Falta vaga? Quero números!

10 de outubro de 2025

Por favor, não venha parar 8 horas na frente do seu trabalho sem pagar nada e me dizer que está faltando estacionamento.

“Aqui falta estacionamento”, me disse o dono de um box no camelódromo do centro de Anápolis-GO.

“Certo. O senhor vem trabalhar de quê?”, perguntei.

“De moto”, ele respondeu. 

“E o senhor estaciona onde?”

“Ali na frente”, disse, e rapidamente acrescentou: “mas eu sei que eu estou errado!”

“Por que o senhor estaria errado? Ali é uma vaga, e o estacionamento é gratuito, não?” 

“Sim, mas é que ali poderiam parar os clientes, né?” 

“Realmente. Vi por aí umas placas de estacionamento rotativo…”, comentei. “Isso ainda funciona?”

“Não, aquilo durou pouco. Já tem tempo que não funciona.” Parou um instante, pensou e disse: “Tá aí, poderiam voltar com aqueles estacionamentos rotativos!” 

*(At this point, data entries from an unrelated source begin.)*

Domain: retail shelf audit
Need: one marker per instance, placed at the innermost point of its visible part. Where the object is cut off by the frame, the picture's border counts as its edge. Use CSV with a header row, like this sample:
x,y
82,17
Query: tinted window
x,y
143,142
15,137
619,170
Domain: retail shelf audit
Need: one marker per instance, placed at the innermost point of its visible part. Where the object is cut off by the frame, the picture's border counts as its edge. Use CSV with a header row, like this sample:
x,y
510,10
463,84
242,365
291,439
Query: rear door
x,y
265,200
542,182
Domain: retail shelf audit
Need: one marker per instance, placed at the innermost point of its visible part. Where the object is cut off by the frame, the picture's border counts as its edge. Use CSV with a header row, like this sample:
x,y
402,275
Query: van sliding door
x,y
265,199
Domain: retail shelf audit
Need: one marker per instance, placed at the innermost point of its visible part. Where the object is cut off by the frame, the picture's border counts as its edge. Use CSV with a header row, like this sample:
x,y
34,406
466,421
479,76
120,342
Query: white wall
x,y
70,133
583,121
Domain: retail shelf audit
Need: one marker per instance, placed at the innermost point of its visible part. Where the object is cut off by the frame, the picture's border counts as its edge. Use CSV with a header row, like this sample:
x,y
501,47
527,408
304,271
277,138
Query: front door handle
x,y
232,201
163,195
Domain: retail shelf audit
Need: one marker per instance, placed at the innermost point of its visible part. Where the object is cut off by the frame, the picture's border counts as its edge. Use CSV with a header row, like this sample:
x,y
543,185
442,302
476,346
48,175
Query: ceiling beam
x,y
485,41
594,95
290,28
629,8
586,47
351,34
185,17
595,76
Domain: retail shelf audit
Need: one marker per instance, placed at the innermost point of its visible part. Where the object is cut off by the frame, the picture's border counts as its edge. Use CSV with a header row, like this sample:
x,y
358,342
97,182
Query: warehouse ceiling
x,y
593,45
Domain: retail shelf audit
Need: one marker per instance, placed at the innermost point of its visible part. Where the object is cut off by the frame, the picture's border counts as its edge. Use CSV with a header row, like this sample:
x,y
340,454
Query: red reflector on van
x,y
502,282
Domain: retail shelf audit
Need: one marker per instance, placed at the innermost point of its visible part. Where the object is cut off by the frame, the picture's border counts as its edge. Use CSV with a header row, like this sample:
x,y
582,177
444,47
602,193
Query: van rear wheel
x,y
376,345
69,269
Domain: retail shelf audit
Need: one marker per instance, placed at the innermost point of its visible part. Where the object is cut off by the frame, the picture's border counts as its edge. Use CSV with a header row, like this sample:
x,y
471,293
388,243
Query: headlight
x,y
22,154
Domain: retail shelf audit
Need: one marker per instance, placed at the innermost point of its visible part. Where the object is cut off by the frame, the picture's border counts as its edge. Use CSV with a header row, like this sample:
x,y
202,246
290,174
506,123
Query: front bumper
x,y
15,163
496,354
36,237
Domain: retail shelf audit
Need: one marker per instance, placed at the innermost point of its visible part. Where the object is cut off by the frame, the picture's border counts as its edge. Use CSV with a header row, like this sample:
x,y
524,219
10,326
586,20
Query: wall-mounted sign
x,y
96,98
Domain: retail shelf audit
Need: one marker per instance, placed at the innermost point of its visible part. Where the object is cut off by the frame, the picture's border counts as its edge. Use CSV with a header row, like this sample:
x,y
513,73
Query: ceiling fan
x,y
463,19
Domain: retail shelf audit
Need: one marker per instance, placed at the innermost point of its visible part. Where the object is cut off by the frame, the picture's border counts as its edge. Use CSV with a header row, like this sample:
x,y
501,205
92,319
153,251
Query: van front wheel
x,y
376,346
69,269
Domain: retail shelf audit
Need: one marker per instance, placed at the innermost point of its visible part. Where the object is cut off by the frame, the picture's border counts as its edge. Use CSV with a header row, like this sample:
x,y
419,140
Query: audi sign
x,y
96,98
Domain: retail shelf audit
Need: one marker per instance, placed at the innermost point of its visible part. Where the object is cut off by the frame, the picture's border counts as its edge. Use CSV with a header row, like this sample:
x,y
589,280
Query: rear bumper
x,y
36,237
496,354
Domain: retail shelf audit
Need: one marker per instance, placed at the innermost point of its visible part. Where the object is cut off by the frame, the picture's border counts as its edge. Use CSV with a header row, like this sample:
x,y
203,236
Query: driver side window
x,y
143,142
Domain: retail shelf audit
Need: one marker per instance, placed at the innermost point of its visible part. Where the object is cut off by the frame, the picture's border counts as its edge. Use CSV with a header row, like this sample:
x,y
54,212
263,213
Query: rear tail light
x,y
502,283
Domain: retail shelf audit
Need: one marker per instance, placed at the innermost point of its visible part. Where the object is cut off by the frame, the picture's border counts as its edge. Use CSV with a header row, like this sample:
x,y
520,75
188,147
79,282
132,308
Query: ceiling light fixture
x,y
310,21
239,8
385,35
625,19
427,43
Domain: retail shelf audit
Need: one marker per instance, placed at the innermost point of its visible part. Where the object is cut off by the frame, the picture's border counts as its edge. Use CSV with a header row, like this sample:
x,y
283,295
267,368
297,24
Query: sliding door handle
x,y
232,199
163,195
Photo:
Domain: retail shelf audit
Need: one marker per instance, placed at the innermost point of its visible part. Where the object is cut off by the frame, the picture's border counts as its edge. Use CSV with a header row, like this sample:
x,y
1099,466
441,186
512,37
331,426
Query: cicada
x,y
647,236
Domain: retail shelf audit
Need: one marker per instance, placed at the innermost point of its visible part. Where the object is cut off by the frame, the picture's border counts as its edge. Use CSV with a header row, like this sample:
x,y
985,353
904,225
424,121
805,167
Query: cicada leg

“E o senhor iria parar onde?” 

“Ali, mais longe. Ia pagar para deixar numa garagem que eu conheço. E o espaço aqui na frente ficaria liberado.”

Em muitas cidades brasileiras, as vagas públicas das áreas centrais, das ruas comerciais, dos locais onde há oferta de empregos ainda são gratuitas… e frequentemente se reclama de sua insuficiência. Mas o fato é que uma das grandes razões dessa alegada insuficiência é justamente a gratuidade. O caso da atividade comercial é exemplar. Sem cobrança, muitas vagas passam a ser ocupadas pelos donos e trabalhadores das lojas durante toda a jornada comercial, dificultando o acesso aos clientes motorizados. 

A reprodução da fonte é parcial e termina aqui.